What are the most mistakes people make that have a negative impact on their credit rating?

TUC feedback: Typically, not be punctual in paying outstanding debt, high utilization (>50%) of credit limits and having a large number of inquiries occurred over a short period of time have a negative impact on the credit score/rating.

If you discover that your credit rating is poor what can you do to improve it?

TUC feedback: Be punctual - Pay all your bills on time. Late payments, collections, and bankruptcies have the greatest negative effect on your credit score. Watch your debt - Keep your account balances below 50% of your available credit. For instance, if you have a credit card with a $1,000 limit, you should try to keep the balance owed below $500. Give yourself time - Time is one of the most significant factors that can improve your credit score. Establish a long history of paying your bills on time and using credit responsibly. You may also want to keep the oldest account on your credit profile open in order to lengthen your period of active credit use. Avoid excessive inquiries - A large number of inquiries occurred over a short period of time may be interpreted as a sign that you are opening numerous credit accounts due to financial difficulties or overextending yourself by taking on more debt than you can easily repay.

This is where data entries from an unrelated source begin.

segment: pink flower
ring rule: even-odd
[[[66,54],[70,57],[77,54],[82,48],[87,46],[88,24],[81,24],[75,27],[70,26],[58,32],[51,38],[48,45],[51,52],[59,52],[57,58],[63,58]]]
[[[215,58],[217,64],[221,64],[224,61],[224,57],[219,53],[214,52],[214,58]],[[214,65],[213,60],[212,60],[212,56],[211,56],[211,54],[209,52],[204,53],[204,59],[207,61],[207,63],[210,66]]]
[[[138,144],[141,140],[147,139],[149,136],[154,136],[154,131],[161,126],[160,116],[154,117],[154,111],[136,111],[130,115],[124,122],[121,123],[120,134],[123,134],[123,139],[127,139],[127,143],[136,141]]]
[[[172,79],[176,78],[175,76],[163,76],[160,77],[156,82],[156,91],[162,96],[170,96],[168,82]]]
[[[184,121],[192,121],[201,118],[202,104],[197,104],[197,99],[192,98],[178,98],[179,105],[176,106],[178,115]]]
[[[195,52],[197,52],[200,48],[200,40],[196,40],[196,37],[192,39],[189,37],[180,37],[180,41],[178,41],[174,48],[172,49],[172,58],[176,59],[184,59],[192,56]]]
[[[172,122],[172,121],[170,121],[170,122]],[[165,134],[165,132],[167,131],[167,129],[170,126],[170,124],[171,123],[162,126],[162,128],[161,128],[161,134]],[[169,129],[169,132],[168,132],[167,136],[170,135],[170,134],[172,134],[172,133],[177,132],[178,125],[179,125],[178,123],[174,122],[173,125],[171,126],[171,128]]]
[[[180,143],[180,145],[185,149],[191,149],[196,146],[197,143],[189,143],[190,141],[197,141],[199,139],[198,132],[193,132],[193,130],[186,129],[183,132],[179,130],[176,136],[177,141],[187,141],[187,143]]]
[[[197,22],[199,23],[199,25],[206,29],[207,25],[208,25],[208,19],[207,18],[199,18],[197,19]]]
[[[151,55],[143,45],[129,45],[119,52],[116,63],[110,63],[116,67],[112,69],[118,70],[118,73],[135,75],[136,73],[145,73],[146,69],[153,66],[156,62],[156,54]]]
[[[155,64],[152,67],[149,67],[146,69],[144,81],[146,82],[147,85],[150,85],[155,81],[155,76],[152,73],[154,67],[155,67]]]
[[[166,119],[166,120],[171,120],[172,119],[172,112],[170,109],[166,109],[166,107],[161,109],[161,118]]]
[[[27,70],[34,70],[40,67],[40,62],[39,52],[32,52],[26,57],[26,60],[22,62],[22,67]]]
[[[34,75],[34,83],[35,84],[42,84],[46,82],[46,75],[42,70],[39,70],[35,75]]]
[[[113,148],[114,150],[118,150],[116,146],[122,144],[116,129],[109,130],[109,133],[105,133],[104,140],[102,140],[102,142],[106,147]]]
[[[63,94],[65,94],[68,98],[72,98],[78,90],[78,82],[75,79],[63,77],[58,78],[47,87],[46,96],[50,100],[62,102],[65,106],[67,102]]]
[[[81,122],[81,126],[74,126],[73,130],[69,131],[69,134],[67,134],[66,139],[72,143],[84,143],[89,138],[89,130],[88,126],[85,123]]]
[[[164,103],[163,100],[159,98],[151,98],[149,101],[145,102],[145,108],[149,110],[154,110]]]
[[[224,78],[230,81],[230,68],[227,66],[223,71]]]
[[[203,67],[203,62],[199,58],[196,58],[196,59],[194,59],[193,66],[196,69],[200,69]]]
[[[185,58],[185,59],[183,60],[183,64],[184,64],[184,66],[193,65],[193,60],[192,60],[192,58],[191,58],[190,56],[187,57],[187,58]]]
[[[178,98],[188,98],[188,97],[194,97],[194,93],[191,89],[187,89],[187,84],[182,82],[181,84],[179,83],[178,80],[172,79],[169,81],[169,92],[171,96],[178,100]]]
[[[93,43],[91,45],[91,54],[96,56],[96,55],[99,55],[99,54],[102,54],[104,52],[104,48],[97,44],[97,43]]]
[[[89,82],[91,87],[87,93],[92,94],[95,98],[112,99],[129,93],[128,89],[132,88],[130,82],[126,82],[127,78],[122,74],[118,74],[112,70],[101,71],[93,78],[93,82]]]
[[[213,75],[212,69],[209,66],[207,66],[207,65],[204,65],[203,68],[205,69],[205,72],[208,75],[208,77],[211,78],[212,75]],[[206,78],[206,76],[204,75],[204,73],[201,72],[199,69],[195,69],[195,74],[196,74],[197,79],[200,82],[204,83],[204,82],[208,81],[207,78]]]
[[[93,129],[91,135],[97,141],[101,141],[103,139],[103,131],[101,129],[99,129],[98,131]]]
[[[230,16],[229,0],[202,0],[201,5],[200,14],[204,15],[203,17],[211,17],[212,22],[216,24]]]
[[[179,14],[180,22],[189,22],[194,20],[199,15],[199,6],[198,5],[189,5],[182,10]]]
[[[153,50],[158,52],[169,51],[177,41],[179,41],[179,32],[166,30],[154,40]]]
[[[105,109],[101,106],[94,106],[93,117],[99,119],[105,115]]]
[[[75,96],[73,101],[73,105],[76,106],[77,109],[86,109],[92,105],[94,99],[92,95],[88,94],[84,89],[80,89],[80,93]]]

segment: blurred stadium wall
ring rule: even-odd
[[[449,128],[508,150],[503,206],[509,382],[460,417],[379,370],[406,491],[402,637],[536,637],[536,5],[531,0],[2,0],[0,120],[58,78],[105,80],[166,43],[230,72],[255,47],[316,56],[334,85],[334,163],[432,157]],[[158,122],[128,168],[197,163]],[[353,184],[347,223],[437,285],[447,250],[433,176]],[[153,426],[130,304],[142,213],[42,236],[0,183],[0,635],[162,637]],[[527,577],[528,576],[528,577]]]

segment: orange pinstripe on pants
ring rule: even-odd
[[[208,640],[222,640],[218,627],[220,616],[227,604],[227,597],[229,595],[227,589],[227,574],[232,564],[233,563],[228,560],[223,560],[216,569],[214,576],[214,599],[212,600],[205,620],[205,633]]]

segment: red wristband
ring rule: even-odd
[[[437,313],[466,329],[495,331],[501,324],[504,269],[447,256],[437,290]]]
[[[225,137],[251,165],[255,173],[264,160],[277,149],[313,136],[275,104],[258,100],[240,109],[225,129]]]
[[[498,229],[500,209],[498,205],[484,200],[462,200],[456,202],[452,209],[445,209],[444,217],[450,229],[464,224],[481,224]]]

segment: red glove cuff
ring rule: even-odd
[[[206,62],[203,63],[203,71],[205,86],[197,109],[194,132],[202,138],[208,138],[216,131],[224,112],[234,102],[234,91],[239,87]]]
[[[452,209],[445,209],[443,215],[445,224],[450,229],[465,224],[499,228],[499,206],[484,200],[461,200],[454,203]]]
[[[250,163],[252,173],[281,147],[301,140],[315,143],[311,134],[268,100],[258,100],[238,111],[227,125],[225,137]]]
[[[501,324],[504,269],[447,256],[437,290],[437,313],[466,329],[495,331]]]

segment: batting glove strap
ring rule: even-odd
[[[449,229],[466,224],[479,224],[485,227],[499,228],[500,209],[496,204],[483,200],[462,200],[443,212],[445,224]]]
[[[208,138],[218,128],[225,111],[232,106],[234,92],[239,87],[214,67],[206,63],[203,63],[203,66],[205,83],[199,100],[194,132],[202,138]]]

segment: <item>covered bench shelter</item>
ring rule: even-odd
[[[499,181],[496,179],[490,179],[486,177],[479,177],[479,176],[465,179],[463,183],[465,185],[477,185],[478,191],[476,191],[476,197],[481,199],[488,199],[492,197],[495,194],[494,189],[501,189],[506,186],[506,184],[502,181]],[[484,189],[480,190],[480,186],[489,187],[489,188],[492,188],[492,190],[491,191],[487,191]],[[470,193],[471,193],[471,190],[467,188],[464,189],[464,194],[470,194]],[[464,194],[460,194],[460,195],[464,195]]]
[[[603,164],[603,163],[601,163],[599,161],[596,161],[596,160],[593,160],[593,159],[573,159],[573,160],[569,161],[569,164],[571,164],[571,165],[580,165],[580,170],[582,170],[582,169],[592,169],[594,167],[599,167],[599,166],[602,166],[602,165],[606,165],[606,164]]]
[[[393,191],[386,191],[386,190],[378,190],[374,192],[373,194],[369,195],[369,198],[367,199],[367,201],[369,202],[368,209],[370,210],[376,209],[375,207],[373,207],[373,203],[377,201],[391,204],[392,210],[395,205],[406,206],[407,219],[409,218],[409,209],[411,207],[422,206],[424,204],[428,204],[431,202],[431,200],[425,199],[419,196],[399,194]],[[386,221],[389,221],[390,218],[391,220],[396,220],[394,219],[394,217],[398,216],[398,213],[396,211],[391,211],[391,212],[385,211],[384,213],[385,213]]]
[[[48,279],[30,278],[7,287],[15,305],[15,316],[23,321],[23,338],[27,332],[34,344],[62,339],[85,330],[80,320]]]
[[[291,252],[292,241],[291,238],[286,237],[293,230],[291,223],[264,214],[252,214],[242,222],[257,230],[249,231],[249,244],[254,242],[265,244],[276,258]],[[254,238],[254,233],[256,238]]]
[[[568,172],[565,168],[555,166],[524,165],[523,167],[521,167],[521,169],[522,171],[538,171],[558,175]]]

If you run into financial difficulties and find that you are late paying bills, what should you do?

TUC feedback: Consumers have a number of options including reviewing their credit profile to identify where problems exist and getting a baseline for improving performance, calculate a monthly budget and find ways to reduce expenses, negotiate and consolidate, refinance your largest loans such as auto leases and mortgage rates, create a payment calendar that you can stick to, sign up for a credit monitoring service such as that offered by TransUnion to track financial changes over time. Consulting with creditors, financial planner, family and trusted friends will help each consumer determine the most appropriate course of action in each individual case.

How often should people check their credit rating?

TUC feedback: Financial advisers recommend that consumers review their credit at least twice a year to ensure good standing with potential lenders. Checking credit frequently is also a vital first line of defence in combating identity theft.

Which organizations keep track of consumer credit ratings in Canada?

TUC feedback: As a credit reporting agency, TransUnion maintains a secure database of consumer credit data.

Editor's note: The two other Canadian agencies that track credit ratings are Equifax Canada and Northern Credit Bureaus.